The good news is that small changes can have a significant impact on air traffic pollution levels. According to a research study published by the Imperial College of London, a flight altitude change of as little as 2,000 feet can lead to a dramatic reduction in air traffic pollution.
The researchers are saying that these flight changes, with the latest environmentally- friendly aircraft engines, can lead to a 90 percent drop in air pollution. The lead researcher of the paper said that the results of their studies show that small changes in aircraft altitude can drastically bring down the adverse environmental impact of commercial aviation.
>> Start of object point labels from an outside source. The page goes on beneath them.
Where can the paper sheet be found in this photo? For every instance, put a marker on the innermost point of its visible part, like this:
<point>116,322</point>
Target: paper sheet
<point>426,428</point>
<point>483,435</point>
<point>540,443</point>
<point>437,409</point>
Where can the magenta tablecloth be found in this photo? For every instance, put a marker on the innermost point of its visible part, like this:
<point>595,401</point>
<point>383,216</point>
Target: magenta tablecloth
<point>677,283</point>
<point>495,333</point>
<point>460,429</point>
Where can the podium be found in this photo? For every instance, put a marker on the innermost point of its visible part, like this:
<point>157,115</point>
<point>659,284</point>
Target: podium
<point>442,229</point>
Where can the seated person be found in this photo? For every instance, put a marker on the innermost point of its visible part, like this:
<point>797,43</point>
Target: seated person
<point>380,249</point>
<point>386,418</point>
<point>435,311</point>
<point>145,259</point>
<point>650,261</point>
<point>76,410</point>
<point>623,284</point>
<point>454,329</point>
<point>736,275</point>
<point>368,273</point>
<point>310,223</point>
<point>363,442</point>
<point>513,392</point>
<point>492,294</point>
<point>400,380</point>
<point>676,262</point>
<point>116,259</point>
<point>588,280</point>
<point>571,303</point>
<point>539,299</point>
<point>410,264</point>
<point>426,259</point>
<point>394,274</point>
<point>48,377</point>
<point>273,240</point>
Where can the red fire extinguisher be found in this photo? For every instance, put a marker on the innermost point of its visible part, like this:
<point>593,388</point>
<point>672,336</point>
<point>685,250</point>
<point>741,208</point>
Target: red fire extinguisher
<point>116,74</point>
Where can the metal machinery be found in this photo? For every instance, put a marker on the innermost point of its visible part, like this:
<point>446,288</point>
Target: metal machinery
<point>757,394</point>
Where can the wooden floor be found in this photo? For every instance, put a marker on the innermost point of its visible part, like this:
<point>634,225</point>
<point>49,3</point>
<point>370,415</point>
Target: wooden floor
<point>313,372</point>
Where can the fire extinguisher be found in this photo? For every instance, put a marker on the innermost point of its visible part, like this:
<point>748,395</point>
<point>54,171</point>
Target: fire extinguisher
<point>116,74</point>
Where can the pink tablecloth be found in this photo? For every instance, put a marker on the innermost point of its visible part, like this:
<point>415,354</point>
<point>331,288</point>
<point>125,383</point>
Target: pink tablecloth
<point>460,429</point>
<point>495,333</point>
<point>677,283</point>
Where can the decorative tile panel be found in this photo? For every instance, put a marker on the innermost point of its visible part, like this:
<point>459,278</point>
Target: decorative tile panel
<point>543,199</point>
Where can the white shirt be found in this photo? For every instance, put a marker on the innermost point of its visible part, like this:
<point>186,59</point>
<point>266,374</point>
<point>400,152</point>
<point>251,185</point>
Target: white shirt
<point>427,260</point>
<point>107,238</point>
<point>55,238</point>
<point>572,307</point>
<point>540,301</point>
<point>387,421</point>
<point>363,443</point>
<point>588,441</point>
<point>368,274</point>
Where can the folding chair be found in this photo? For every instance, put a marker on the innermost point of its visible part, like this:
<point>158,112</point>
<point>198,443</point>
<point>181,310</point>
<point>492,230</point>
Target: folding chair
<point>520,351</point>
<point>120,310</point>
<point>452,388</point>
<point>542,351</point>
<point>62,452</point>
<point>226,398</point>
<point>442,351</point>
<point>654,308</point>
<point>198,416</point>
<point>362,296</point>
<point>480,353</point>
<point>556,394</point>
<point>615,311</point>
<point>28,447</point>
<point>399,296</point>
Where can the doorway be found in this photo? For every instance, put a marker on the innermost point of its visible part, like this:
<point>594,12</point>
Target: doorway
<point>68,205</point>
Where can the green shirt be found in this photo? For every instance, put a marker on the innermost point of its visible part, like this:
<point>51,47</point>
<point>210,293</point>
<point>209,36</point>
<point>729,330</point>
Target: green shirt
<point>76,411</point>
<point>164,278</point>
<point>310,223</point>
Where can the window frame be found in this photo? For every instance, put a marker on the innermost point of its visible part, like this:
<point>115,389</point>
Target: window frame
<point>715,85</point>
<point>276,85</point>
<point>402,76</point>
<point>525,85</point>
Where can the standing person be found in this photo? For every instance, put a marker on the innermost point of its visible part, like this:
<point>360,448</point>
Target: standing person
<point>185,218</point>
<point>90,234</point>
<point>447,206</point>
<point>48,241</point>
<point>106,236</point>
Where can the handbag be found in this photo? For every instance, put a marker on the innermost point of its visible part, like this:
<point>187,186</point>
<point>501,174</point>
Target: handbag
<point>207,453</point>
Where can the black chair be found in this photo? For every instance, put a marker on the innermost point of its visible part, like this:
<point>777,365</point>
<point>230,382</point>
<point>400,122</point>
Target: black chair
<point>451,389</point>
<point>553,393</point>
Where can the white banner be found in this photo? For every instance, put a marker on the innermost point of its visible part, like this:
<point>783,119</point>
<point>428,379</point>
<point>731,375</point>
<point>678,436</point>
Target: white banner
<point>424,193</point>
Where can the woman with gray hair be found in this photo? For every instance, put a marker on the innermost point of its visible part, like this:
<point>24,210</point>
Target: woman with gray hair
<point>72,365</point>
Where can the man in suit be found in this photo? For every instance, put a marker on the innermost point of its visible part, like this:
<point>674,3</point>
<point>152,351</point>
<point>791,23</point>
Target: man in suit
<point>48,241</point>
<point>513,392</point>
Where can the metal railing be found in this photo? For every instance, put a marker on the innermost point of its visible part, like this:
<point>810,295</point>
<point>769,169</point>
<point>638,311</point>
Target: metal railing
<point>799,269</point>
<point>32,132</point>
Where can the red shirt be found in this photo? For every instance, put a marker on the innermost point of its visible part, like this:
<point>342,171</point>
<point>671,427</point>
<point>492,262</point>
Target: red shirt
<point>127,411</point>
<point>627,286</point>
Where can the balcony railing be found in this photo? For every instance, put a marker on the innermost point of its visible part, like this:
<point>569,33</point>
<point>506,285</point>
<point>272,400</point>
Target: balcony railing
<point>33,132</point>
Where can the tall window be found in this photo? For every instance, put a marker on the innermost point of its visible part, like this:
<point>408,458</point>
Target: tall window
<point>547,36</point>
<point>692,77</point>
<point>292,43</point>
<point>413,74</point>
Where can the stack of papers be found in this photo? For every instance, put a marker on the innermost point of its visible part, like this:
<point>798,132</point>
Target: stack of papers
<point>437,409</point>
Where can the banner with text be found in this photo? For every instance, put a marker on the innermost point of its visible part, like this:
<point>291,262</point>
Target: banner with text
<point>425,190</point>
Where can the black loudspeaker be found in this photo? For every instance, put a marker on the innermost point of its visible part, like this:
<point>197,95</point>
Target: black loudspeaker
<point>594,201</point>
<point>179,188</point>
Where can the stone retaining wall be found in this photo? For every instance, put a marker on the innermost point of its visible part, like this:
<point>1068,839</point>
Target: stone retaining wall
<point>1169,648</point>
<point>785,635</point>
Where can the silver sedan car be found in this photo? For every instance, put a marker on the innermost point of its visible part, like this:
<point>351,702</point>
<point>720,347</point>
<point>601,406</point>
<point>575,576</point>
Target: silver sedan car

An aircraft leave behind long trails of exhaust on which moisture condenses. Hence, these are called contrails. It is not unusual to find long contrails crisscrossing each other in the sky at any given point in time. These contrails can last for as much as 18 hours.
Researchers deployed computer simulations to find out the effects that altitude changes can have on these environmentally-disastrous contrails. The researchers worked on data derived from Japanese airspace. Here, they found a key statistic: just two percent of flights were responsible for 80 percent of the radiative forcing. Radiative forcing refers to the climate impact that contrails generate. A small percentage of flights are responsible for much of the contrails that we witness in the sky.
Radiative forcing from contrails is different from the climatic impact of carbon emissions. It comes to an end as soon as the contrail dissipates, whereas the same cannot be said for carbon emissions. Hence, reducing contrails can drive down radiation forcing.
When researchers carried out flight simulations at 2000 feet above and below the actual flight paths of just 1.7% of the total flights, they observed a 59 percent reduction in the overall radiative forcing.
The results of this study are quite encouraging. They prove that small changes in flight paths for a tiny fraction of all the flights can lead to a dramatic drop in contrail climate forcing.